WUCO
- Morganfield, Kentucky; United States;
- Broadcast area: Evansville, Indiana
- Frequency: 1550 kHz
- Branding: The Sports Edge 1550 AM

Programming
- Format: Sports
- Affiliations: Fox Sports Radio, Kentucky Sports Radio

Ownership
- Owner: Henson Media, Inc.
- Sister stations: WMSK-FM, WSON

History
- First air date: November 1960 (as WMSK)
- Former call signs: WMSK (1960–1999) WYGS (1999–2000) WMSK (2000–2015)

Technical information
- Licensing authority: FCC
- Facility ID: 68808
- Class: D
- Power: 145 watts day 6 watts night
- Transmitter coordinates: 37°40′4″N 87°55′46″W﻿ / ﻿37.66778°N 87.92944°W
- Translator: 107.7 W299CH (Morganfield)

Links
- Public license information: Public file; LMS;

= WUCO =

WUCO (1550 AM) is a radio station broadcasting a sports format. Licensed to Morganfield, Kentucky, United States, the station serves the Evansville area.
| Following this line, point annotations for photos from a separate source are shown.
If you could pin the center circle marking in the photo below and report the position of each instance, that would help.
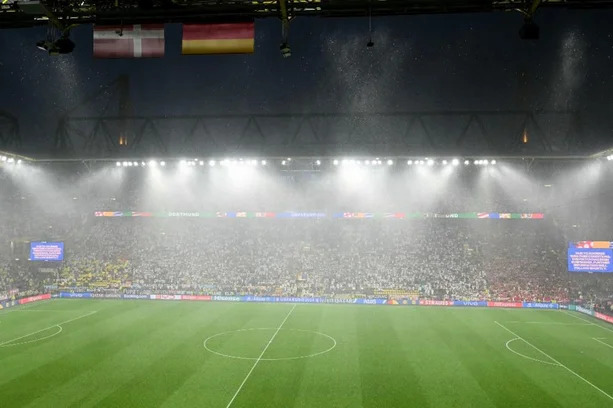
(269, 359)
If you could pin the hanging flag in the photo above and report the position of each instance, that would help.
(227, 38)
(129, 41)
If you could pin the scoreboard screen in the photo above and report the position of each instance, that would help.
(590, 256)
(46, 251)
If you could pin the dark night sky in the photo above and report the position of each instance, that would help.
(473, 61)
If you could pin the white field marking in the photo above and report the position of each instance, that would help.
(35, 340)
(555, 361)
(260, 357)
(270, 359)
(40, 310)
(525, 356)
(554, 323)
(602, 342)
(47, 328)
(588, 321)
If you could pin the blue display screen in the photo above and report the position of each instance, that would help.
(46, 251)
(590, 260)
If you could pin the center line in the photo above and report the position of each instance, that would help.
(260, 357)
(554, 360)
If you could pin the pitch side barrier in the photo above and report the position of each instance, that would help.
(5, 304)
(292, 299)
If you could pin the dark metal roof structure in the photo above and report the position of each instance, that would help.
(28, 13)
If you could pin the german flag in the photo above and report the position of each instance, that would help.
(225, 38)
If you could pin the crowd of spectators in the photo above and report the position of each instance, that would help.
(447, 259)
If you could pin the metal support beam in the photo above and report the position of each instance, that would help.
(471, 133)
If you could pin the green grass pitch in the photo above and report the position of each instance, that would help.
(106, 353)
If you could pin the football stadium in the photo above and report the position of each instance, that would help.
(407, 207)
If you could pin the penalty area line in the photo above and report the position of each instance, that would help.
(556, 361)
(602, 342)
(260, 357)
(47, 328)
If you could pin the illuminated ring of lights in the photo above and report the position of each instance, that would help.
(269, 359)
(528, 357)
(9, 344)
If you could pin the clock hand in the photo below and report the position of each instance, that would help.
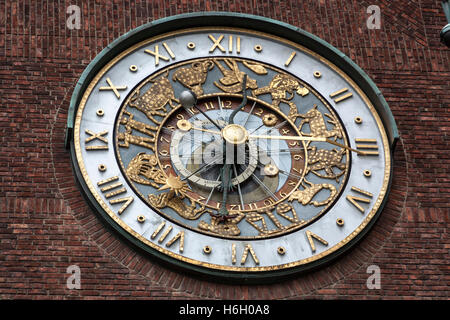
(243, 103)
(302, 138)
(188, 99)
(226, 169)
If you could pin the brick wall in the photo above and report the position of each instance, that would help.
(45, 224)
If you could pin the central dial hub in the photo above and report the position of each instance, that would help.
(235, 134)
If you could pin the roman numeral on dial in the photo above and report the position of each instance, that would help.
(311, 237)
(111, 188)
(367, 146)
(355, 199)
(100, 137)
(341, 95)
(248, 249)
(179, 237)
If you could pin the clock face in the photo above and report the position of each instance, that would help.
(231, 152)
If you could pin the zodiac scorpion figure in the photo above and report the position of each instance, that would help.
(153, 102)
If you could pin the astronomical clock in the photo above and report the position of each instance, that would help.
(231, 145)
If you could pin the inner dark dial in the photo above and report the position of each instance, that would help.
(263, 171)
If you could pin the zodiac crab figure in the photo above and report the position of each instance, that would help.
(174, 199)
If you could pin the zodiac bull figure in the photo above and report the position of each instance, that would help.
(306, 196)
(194, 76)
(153, 102)
(233, 78)
(318, 126)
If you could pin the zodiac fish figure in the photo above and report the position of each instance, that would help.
(233, 78)
(325, 160)
(305, 196)
(153, 102)
(281, 89)
(146, 165)
(194, 76)
(226, 227)
(174, 199)
(318, 126)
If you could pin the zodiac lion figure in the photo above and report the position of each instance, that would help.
(282, 88)
(143, 169)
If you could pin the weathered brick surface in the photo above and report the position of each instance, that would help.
(45, 225)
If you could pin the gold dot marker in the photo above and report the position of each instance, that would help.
(184, 125)
(367, 173)
(207, 249)
(270, 120)
(271, 170)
The station is currently owned by Henson Media, Inc. and features programming from Fox Sports Radio and Kentucky Sports Radio.

==FM Translator==
In addition to the main station at 1550 kHz, WUCO is relayed by an FM translator, to widen its broadcast area, especially during nighttime hours when the AM frequency reduces power to only 6 watts.

Broadcast translator for WUCO
| Call sign | Frequency | City of license | FID | ERP (W) | Class | FCC info |
|---|---|---|---|---|---|---|
| W299CH | 107.7 FM | Morganfield, Kentucky | 145129 | 250 | D | LMS |

==History==
The station went on the air in November 1960, and, with the exception of a brief period in 1999-2000 using the call sign WYGS, the station had always been known as WMSK.

On January 3, 2011, the station switched from its former classic country music format to sports, affiliating with Fox Sports Radio and Kentucky Sports Radio.

The station changed from WMSK to the current WUCO call sign on February 12, 2015.